Le lien entre le lieu de naissance, le sentiment d'appartenance et l'identité se présente comme plus friable, moins fixe. L'espace, le temps, des considérations personnelles, le lieu influencent désormais ce sentiment d'appartenance. Quoi qu'il en soit, au moins cinq dimensions sont à considérer dans les orientations régissant les rapports hommes-femmes: le sexe, l'âge, la nationalité, la situation socio-économique et l'orientation ethnique, sachant que ces axes s´influenceront mutuellement.
L'unité de recherche IPSE (identités, politiques, sociétés, espaces) a également mis en œuvre, entre 2007 et 2010, le projet interdisciplinaire Ident– Identités socioculturelles et constructions identitaires au Luxembourg.
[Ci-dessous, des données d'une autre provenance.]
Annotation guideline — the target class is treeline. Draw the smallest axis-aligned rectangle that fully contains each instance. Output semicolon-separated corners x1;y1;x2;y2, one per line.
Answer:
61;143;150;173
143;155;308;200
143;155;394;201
Dans ce cadre, 30 entretiens auprès de 15 hommes et 15 femmes ont donné lieu à 290 séquences d'interview débouchant sur le positionnement des répondants vis-à-vis de différents modèles de relations homme-femme.
Pour référence, dans le modèle A, le modèle traditionnel, l'homme travaille à temps plein et la femme n'occupe pas d'emploi mais est chargée des tâches ménagères et de l'éducation des enfants. Dans le modèle B, l'homme travaille à plein temps et la femme travaille à mi-temps et s'occupe du foyer, ainsi astreinte à une double charge. Dans le modèle C, le modèle égalitaire, homme et femme travaillent à plein temps et partagent tâches ménagères et éducation des enfants. Dans le modèle D, la femme travaille à temps plein et l'homme à mi-temps et s'occupe du foyer, astreint à une double charge. Dans le modèle E, la femme travaille à temps plein et l'homme s'occupe du foyer.
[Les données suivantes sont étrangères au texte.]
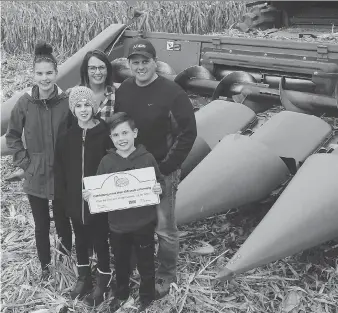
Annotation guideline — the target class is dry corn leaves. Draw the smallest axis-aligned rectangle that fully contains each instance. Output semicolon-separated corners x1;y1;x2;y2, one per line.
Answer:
1;57;338;313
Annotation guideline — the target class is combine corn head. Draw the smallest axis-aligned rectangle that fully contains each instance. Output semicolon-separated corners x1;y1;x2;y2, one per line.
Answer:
1;3;338;279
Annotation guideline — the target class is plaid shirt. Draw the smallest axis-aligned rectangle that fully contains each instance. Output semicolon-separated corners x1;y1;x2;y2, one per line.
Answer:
95;86;115;121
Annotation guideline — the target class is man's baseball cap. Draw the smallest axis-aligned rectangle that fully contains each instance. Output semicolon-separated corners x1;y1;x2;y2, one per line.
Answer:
128;38;156;59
Parmi les personnes interrogées, 70% ont choisi le modèle égalitaire (modèle C), 17% le modèle B et seulement 0,5 et 0,6% les modèles E et D. Les répondants âgés de 20 à 29 ans, célibataires et universitaires, avaient tendance à se montrer en faveur du modèle C, tandis que les personnes plus âgées ou les veufs se positionnaient plutôt en désaccord avec ce modèle.
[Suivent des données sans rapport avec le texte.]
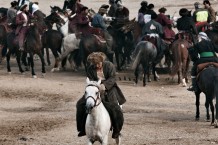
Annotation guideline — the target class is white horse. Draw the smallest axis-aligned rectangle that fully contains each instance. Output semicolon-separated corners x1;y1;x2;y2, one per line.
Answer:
85;78;121;145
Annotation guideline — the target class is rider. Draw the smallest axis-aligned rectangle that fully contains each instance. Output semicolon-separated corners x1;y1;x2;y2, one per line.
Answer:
155;7;175;42
7;1;18;27
77;7;114;55
187;32;218;91
193;2;209;32
76;52;126;138
138;1;148;27
15;4;29;51
92;5;114;53
31;3;47;34
177;8;197;43
203;0;216;23
108;0;117;17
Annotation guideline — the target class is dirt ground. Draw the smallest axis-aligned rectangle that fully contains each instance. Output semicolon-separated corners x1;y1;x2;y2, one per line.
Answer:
0;0;218;145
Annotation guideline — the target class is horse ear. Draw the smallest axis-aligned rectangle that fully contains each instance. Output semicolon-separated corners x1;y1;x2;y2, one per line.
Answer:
97;79;101;86
86;77;90;84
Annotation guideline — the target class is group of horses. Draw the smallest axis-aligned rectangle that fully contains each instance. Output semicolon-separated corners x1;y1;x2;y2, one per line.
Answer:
0;2;218;142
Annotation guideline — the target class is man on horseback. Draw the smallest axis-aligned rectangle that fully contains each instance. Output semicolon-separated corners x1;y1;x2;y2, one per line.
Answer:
193;2;209;32
7;1;18;27
176;8;198;43
77;7;114;55
76;52;126;138
187;32;218;92
15;4;29;51
142;9;165;61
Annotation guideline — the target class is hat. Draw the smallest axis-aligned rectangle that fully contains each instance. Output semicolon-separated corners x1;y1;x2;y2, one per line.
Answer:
32;3;39;13
198;32;210;40
87;52;106;64
194;2;200;6
20;4;27;11
11;1;18;7
158;7;167;13
100;4;109;9
81;6;89;11
98;8;107;14
141;1;148;7
179;8;189;16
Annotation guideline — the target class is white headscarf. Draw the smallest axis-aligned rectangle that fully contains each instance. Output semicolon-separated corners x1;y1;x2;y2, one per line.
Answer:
144;14;151;24
32;4;39;14
198;32;210;41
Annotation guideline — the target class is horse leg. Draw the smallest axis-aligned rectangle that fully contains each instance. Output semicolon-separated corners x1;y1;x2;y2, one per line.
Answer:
45;48;51;66
115;135;121;145
195;92;200;121
205;96;213;122
38;53;45;76
208;99;215;126
134;66;139;85
16;51;24;74
101;135;108;145
61;57;67;70
51;50;59;72
152;63;159;81
6;49;11;74
30;53;37;78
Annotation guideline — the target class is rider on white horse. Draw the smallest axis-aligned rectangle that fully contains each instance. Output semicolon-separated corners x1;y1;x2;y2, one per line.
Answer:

Ce sont les femmes luxembourgeoises qui se montrèrent davantage en faveur du modèle A. De manière générale, l'étude a permis de souligner de grandes similitudes dans les réponses des hommes et des femmes. Elle a également mis en évidence que les répondantes et répondants sans enfants étaient en faveur de l'égalité des rôles, tandis que les parents avaient tendance à retomber dans une conception plus traditionnelle du rôle de l'homme et de la femme.
Une comparaison par nationalité a également dégagé certaines tendances. Le modèle A était privilégié par les Luxembourgeois, le modèle B par les Italiens, le modèle C par les Anglais, le modèle D par les Français, et six Allemands et Italiens se sont montrés en faveur du modèle E. Les facteurs différenciateurs seraient donc à chercher dans l'âge, l'origine culturelle, la position professionnelle, l'orientation sexuelle, le sexe et la religion.
La sociologue Christel Baltes-Löhr mentionnera encore une dernière étude se rapportant à la situation scolaire. 9.000 questionnaires ont été envoyés aux enseignants du Luxembourg, tous types d´enseignement confondus. Un taux de réponse de 25,72%, représentant 2.315 questionnaires, a permis une représentativité de tous les niveaux d'études, 71,8% des répondants étant de sexe féminin.
À l'issue de ce sondage, très peu de différences ont été relevées entre les réponses masculines et les réponses féminines.
De façon générale, peu de répondants ont manifesté leur accord avec les normes traditionnelles. De plus en plus d'hommes et de femmes se montrent en effet d'avis qu'une répartition égalitaire des tâches entre les sexes doit aujourd'hui s'opérer. Ainsi, les rôles de l'homme et de la femme sont à considérer dans le contexte d'autres dimensions, comme l'âge, la position professionnelle, l'orientation sexuelle et l'origine culturelle.